A few comments: A code comment that said something like "Use the real converter if there are any bytes with the high bit set, otherwise just expand ASCII to UTF-16" might have saved me a few minutes of head-scratching. The "return NS_OK" at the end doesn't seem like it's equivalent to what the other code does; don't you need to return NS_OK_UDEC_MOREOUTPUT in some cases? Finally, the UTF8-UTF16 conversion code in xpcom/string has been optimized a good bit more than this code (although it's also a little less tolerant of errors, since it's designed for "sanitized" data... although I think that's actually mostly been fixed recently). I suspect ConvertReal could be made a good bit faster; one thing I might try would be loading the member variables into locals at the start of the function and saving them back into the member variables at the end.
Comment 24•15 years ago
|
||
Shouldn't the |#endif ! | be |#endif // | instead? Why are you using two different *_SSE2 macros when you are really only using them together? Are you planning to address Linux (or in general, other GCC platforms) in a similar way (in another bug)? I hope I adapted your benchmark correctly for my Linux x86_64 system (taking the MAC_SSE2 route without u8u16), I get these numbers for comparison inBufSize: 918825 orig: 3.12586 ms chk: 2.68073 ms dumb_ascii: 0.815924 ms sse: 2.68309 ms sse_ascii: 0.446675 ms
Comment 25•15 years ago
|
||
I think that your patch should not define MAC_SSE2. gcc defines __SSE2__ for MacOS X and x86_64, so you should use __SSE2__ instead of your MacOS's define.

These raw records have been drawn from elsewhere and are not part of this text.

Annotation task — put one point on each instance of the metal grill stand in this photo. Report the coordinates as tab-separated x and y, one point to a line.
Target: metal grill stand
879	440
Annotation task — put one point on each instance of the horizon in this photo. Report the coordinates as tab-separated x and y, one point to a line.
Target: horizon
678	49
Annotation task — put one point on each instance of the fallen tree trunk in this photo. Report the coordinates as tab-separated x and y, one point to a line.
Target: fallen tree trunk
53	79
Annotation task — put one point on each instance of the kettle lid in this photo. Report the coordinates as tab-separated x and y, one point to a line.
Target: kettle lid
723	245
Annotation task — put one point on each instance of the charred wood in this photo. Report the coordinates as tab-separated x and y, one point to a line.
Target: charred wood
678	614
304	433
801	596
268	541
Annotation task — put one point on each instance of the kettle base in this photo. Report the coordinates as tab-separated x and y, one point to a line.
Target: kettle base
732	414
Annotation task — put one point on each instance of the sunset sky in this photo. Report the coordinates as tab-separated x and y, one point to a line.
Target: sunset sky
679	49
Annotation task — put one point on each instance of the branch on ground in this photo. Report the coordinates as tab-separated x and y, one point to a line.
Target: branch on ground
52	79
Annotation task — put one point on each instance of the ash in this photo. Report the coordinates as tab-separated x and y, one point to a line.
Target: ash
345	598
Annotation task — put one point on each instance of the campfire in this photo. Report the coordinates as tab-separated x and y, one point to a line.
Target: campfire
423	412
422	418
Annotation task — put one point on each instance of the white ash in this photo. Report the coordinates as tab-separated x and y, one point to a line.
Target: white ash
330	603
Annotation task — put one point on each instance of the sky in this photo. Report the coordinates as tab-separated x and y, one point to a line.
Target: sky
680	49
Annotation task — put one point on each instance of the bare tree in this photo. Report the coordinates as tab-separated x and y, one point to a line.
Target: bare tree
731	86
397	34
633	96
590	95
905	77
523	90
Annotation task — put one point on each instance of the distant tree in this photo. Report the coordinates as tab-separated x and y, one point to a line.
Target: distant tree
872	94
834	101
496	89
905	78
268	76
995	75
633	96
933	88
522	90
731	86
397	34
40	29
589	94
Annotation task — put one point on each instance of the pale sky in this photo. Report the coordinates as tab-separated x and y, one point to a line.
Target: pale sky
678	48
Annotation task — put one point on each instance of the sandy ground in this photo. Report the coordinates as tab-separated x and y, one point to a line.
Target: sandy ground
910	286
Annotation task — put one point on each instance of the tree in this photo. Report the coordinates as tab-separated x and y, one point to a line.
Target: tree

So I did some testing of vlad's benchmark from attachment 395742 [details] using attachment 391128 [details] as lipsum.txt. My understanding is that the changes in this patch are supposed to move us from "orig" to "sse". On my laptop (Linux, x86-64, Thinkpad), I see: orig: 2.97091 ms chk: 2.73285 ms dumb_ascii: 0.91355 ms sse: 2.74453 ms sse_ascii: 0.83265 ms on mrbkap's laptop (x86 Mac), I actually see chk and sse being slightly slower than orig (I guess the cost of the extra pass varies). Now, I wrote a patch to the original code to: * not use member variables during the conversion * add a nested inner loop and on my laptop I now get: orig: 1.34414 ms (I think these numbers only really have two significant figures, though.) So I think maybe it would be better to optimize the original code and avoid the two-pass approach.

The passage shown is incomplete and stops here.